Les familles du vol 752 visées par la campagne de harcèlement de Téhéran

  • Les Iraniens parlent de « rage » face aux tentatives d’entraver la quête de justice pour un avion abattu
  • Un haut responsable canadien explique que «c'est irrespectueux, c'est honteux et cela montre un réel mépris pour la vie humaine»

LONDRES: Les familles des victimes tuées dans l’attentat du vol 752 d’Ukraine International Airlines dans le mois de janvier de l’année dernière ont fait l’objet d’une campagne de harcèlement et d’intimidation pour avoir demandé justice.

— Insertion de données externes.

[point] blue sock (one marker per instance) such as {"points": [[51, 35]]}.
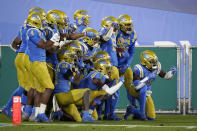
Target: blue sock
{"points": [[107, 106], [24, 99], [99, 109], [131, 99], [17, 92], [114, 102], [142, 99]]}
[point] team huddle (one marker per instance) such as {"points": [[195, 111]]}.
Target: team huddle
{"points": [[69, 71]]}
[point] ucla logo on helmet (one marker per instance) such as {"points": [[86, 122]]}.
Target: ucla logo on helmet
{"points": [[55, 16]]}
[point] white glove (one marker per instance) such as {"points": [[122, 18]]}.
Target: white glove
{"points": [[56, 43], [12, 48], [55, 38], [148, 93], [61, 43]]}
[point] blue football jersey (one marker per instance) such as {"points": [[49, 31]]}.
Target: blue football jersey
{"points": [[35, 53], [142, 72], [87, 81], [62, 85], [50, 57], [110, 47], [125, 47]]}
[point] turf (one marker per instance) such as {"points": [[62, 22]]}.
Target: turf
{"points": [[162, 123]]}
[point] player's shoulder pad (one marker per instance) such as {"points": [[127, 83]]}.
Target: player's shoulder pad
{"points": [[138, 70], [159, 68], [102, 31], [64, 65], [33, 32], [134, 36]]}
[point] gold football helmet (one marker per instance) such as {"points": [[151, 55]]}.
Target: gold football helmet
{"points": [[102, 66], [34, 20], [107, 21], [64, 17], [81, 17], [76, 47], [55, 17], [93, 42], [126, 24], [66, 54], [100, 55], [149, 59], [37, 10]]}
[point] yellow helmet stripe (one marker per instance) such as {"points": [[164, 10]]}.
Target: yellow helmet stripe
{"points": [[85, 47], [141, 70]]}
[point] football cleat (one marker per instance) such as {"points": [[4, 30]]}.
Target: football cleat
{"points": [[128, 112], [43, 118], [87, 117], [56, 115], [26, 113], [7, 112], [114, 117]]}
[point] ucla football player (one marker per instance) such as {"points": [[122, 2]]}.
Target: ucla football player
{"points": [[82, 20], [108, 44], [99, 82], [144, 74], [67, 98], [37, 46], [21, 62], [126, 39]]}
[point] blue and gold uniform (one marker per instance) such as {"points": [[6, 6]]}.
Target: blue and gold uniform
{"points": [[37, 57], [110, 46], [66, 98], [144, 74], [148, 106], [125, 50], [87, 82], [51, 58], [22, 61]]}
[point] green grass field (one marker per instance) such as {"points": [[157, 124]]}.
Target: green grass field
{"points": [[162, 123]]}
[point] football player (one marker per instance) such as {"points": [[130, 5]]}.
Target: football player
{"points": [[67, 98], [108, 44], [144, 74], [81, 19], [37, 47], [126, 39], [97, 80], [22, 63]]}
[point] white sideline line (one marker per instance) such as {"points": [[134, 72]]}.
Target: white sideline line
{"points": [[98, 125]]}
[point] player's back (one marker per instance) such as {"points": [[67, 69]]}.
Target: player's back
{"points": [[110, 47], [62, 84], [87, 82], [36, 53], [23, 45]]}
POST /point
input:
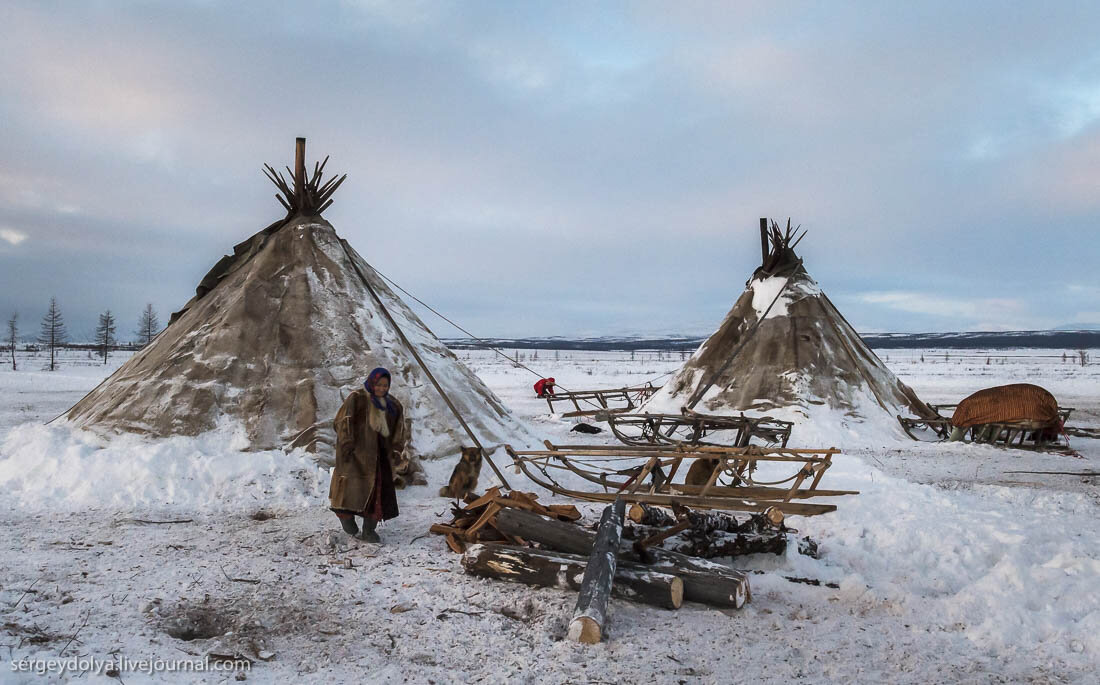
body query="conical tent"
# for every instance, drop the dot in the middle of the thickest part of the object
(276, 337)
(783, 345)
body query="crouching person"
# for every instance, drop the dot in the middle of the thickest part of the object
(370, 430)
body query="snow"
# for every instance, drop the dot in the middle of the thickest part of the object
(770, 293)
(949, 567)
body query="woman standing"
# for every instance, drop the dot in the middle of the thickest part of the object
(370, 439)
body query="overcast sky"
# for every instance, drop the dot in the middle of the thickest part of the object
(564, 168)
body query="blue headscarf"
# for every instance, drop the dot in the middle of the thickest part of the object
(382, 402)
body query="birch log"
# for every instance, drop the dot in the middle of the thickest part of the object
(542, 569)
(591, 614)
(705, 582)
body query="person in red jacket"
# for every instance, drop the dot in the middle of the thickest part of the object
(543, 387)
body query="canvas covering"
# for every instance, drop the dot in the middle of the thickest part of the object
(1008, 404)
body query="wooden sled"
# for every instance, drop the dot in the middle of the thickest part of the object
(646, 475)
(602, 401)
(691, 429)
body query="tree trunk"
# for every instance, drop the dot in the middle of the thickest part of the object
(705, 582)
(591, 614)
(542, 569)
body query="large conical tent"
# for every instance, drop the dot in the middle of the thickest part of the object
(784, 345)
(278, 333)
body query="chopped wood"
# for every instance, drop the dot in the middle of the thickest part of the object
(457, 545)
(705, 582)
(542, 569)
(440, 529)
(484, 499)
(490, 511)
(650, 516)
(591, 614)
(567, 512)
(473, 521)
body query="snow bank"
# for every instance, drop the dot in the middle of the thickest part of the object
(61, 467)
(1005, 566)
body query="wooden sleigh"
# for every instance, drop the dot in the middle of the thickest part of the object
(690, 428)
(601, 401)
(646, 475)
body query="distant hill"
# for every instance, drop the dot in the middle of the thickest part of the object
(1044, 340)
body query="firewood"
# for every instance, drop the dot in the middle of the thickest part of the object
(441, 529)
(539, 567)
(470, 533)
(650, 516)
(490, 495)
(565, 512)
(457, 545)
(705, 582)
(591, 614)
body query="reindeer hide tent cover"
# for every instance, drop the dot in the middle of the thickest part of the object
(276, 337)
(784, 345)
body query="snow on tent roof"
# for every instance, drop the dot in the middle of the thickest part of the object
(784, 345)
(278, 334)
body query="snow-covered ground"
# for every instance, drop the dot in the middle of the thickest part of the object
(949, 567)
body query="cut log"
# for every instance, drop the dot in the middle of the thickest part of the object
(705, 582)
(650, 516)
(542, 569)
(591, 614)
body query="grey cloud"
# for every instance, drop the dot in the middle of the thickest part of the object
(932, 148)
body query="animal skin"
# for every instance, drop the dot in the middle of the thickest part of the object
(464, 477)
(700, 472)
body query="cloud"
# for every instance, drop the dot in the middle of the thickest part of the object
(927, 147)
(12, 236)
(954, 307)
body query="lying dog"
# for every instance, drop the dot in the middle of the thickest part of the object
(464, 477)
(700, 472)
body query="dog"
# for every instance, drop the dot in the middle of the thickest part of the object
(464, 477)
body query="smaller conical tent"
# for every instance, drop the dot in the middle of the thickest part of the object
(276, 337)
(784, 345)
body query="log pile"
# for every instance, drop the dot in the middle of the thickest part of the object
(497, 536)
(475, 520)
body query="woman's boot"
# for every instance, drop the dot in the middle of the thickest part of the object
(369, 526)
(348, 522)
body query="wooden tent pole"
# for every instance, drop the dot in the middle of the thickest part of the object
(763, 241)
(427, 371)
(299, 172)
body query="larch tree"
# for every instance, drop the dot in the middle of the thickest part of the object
(149, 326)
(105, 333)
(53, 333)
(12, 337)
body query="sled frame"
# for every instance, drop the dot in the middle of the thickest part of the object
(646, 475)
(603, 400)
(690, 429)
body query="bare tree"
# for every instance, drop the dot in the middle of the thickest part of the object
(53, 333)
(12, 337)
(149, 326)
(105, 333)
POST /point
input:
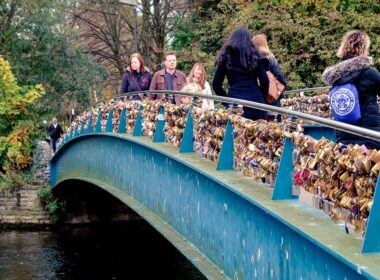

Hamed Esmaeilion, dont l'épouse et la fille ont été tuées lors du crash, a déclaré au journal The Times qu'il avait reçu des appels téléphoniques menaçants après avoir assisté à un rassemblement au Canada neuf mois après l'incident.

Il a avoué qu’une personne anonyme avait téléphoné « pour parler des derniers moments de ses proches » et qu’un véhicule attendait d'une manière suspecte devant son domicile de Toronto.

Il a ensuite reçu un message disant: « Vous êtes sur notre liste de terrorisme, profitez de votre vie avant qu'elle ne soit interrompue.  Vous serez une leçon pour nos traîtres à l'étranger ».

Vendredi a marqué l'anniversaire de la catastrophe aérienne qui a provoqué la mort de 176 personnes , dont 57 Canadiens, quatre Britanniques et des citoyens iraniens, ukrainiens, suédois, afghans et allemands.

Un an plus tard, les familles des victimes au Canada demandent toujours justice tout en accusant l'Iran de mener une guerre psychologique contre eux.

« Ce n’est pas seulement de la tristesse, c’est surtout de la rage et de la colère », a signalé Esmaeilion, un dentiste de 43 ans. « Un an s'est écoulé sans presque aucune réponse ».

Selon un porte-parole de la justice iranienne, six personnes ont été arrêtées en relation avec l’attentat, mais cinq d’entre elles ont été libérées sous caution.

Le pays dans lequel un avion s'écrase est tenu par la loi internationale de mener une enquête.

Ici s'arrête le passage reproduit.